El atractivo del mito del borrón y cuenta nueva, de la ruptura definitiva con el pasado que desembocó en el presente tan problemático, siempre ha sido muy fuerte en el bien llamado nuevo mundo. Con la amnesia colectiva que suele acompañarlo, es una parte esencial del destino americano. Sin embargo, a una sociedad le resulta tan difícil separarse de su pasado como le sería a una persona rebelarse contra su herencia genética. Por furibundas que sean las arengas de los que quisieran que todo hubiera sido diferente y que por tal motivo están esforzándose por pulverizar la década de los noventa, proclamándola «una ficción», no es posible eliminar lo ya hecho. Tampoco resulta tan fácil como muchos suponen librarse de las deudas. De un modo u otro, los herederos de quienes las coleccionaron como si se trataran de premios a su propia sabiduría tendrán que pagarlas.

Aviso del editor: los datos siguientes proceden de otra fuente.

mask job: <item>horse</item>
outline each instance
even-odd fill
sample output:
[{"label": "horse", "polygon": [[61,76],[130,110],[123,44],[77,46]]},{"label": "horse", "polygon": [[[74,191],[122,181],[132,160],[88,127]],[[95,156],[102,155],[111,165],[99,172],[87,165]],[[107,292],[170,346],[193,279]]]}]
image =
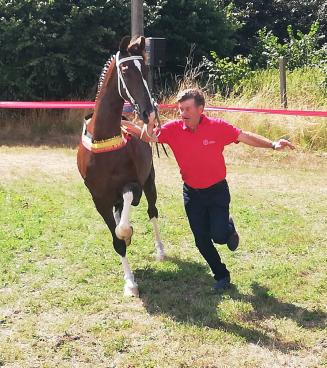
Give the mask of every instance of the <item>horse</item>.
[{"label": "horse", "polygon": [[[99,82],[92,117],[84,121],[77,153],[77,166],[99,214],[107,224],[124,271],[124,294],[138,296],[138,285],[129,266],[126,247],[133,228],[131,205],[137,206],[144,192],[148,216],[155,234],[157,260],[165,258],[158,228],[157,190],[148,143],[121,130],[124,102],[129,101],[146,128],[157,116],[146,82],[145,38],[124,37]],[[145,131],[147,131],[145,129]]]}]

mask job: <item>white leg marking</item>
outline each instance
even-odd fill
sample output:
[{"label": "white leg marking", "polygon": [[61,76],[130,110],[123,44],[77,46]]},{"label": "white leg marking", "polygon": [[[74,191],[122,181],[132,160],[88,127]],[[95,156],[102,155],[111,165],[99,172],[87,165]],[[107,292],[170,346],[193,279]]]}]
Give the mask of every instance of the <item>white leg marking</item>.
[{"label": "white leg marking", "polygon": [[113,211],[113,213],[114,213],[114,218],[115,218],[116,225],[118,225],[119,222],[120,222],[119,213],[118,213],[118,211],[117,212],[116,211]]},{"label": "white leg marking", "polygon": [[121,213],[119,224],[116,226],[115,233],[117,238],[122,240],[129,240],[133,234],[133,228],[128,221],[129,211],[133,202],[133,193],[126,192],[123,194],[124,206]]},{"label": "white leg marking", "polygon": [[139,296],[139,289],[137,283],[134,281],[134,275],[129,267],[126,257],[121,257],[121,262],[124,269],[124,295],[125,296]]},{"label": "white leg marking", "polygon": [[166,257],[165,247],[161,241],[158,227],[158,219],[156,217],[152,217],[150,220],[153,225],[154,236],[155,236],[155,247],[156,247],[156,259],[157,261],[163,261]]}]

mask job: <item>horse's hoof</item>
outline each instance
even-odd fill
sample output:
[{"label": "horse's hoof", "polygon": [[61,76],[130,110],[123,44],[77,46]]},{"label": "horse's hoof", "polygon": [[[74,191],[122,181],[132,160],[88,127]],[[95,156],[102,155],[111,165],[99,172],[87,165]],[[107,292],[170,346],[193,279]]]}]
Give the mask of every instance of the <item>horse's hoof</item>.
[{"label": "horse's hoof", "polygon": [[128,286],[128,285],[125,285],[124,286],[124,295],[125,296],[133,296],[135,298],[138,298],[140,296],[139,294],[139,288],[137,286]]},{"label": "horse's hoof", "polygon": [[156,253],[156,261],[163,262],[166,259],[166,253],[165,252],[157,252]]},{"label": "horse's hoof", "polygon": [[132,226],[116,226],[115,233],[120,240],[130,240],[133,235]]},{"label": "horse's hoof", "polygon": [[155,241],[156,260],[162,262],[166,258],[165,247],[161,241]]}]

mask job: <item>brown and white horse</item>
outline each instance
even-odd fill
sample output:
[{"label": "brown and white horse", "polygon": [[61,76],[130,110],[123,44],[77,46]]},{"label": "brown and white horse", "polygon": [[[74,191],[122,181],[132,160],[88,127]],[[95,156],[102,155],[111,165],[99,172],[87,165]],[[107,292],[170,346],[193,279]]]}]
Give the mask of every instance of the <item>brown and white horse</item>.
[{"label": "brown and white horse", "polygon": [[137,206],[140,202],[142,191],[155,232],[157,259],[165,257],[157,224],[152,149],[148,143],[125,136],[121,131],[125,100],[134,106],[144,124],[153,123],[155,119],[156,107],[145,78],[144,53],[144,37],[132,41],[129,37],[123,38],[119,52],[107,63],[102,75],[95,110],[85,122],[77,154],[79,172],[121,256],[125,295],[133,296],[138,296],[138,285],[126,257],[126,246],[133,234],[128,216],[131,205]]}]

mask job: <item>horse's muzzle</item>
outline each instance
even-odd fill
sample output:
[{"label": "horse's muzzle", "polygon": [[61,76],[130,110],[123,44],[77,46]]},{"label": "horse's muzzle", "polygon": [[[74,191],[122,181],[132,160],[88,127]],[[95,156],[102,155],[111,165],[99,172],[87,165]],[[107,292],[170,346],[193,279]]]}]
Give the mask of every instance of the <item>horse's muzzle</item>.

Hubo un tiempo en el que los políticos se sentían muy orgullosos de las excentricidades nacionales. Como sus homólogos de otras latitudes, las tomaban por evidencia de que su país era en cierto modo más auténtico que los demás, una convicción que acaso sea absurda pero que aun así es necesaria porque a menos que una comunidad se crea muy especial no tardará en disolverse. Pero mucho ha cambiado a partir de aquellos días felices. En la actualidad, la meta consensuada por peronistas y radicales, progresistas y reaccionarios, colectivistas y liberales, es que la Argentina se transforme cuanto antes en lo que todos llaman un "país normal". Habrá algunos disidentes que, luego de echar una mirada a Europa occidental y América del Norte, dirán que podríamos aspirar a algo un tanto mejor, pero sus voces están apagadas. Después de años de felicitarse por las anomalías, la élite política ha llegado a la conclusión de que asemejarse más al resto del mundo o, por lo menos, a sus zonas más opulentas, sería un triunfo de dimensiones épicas.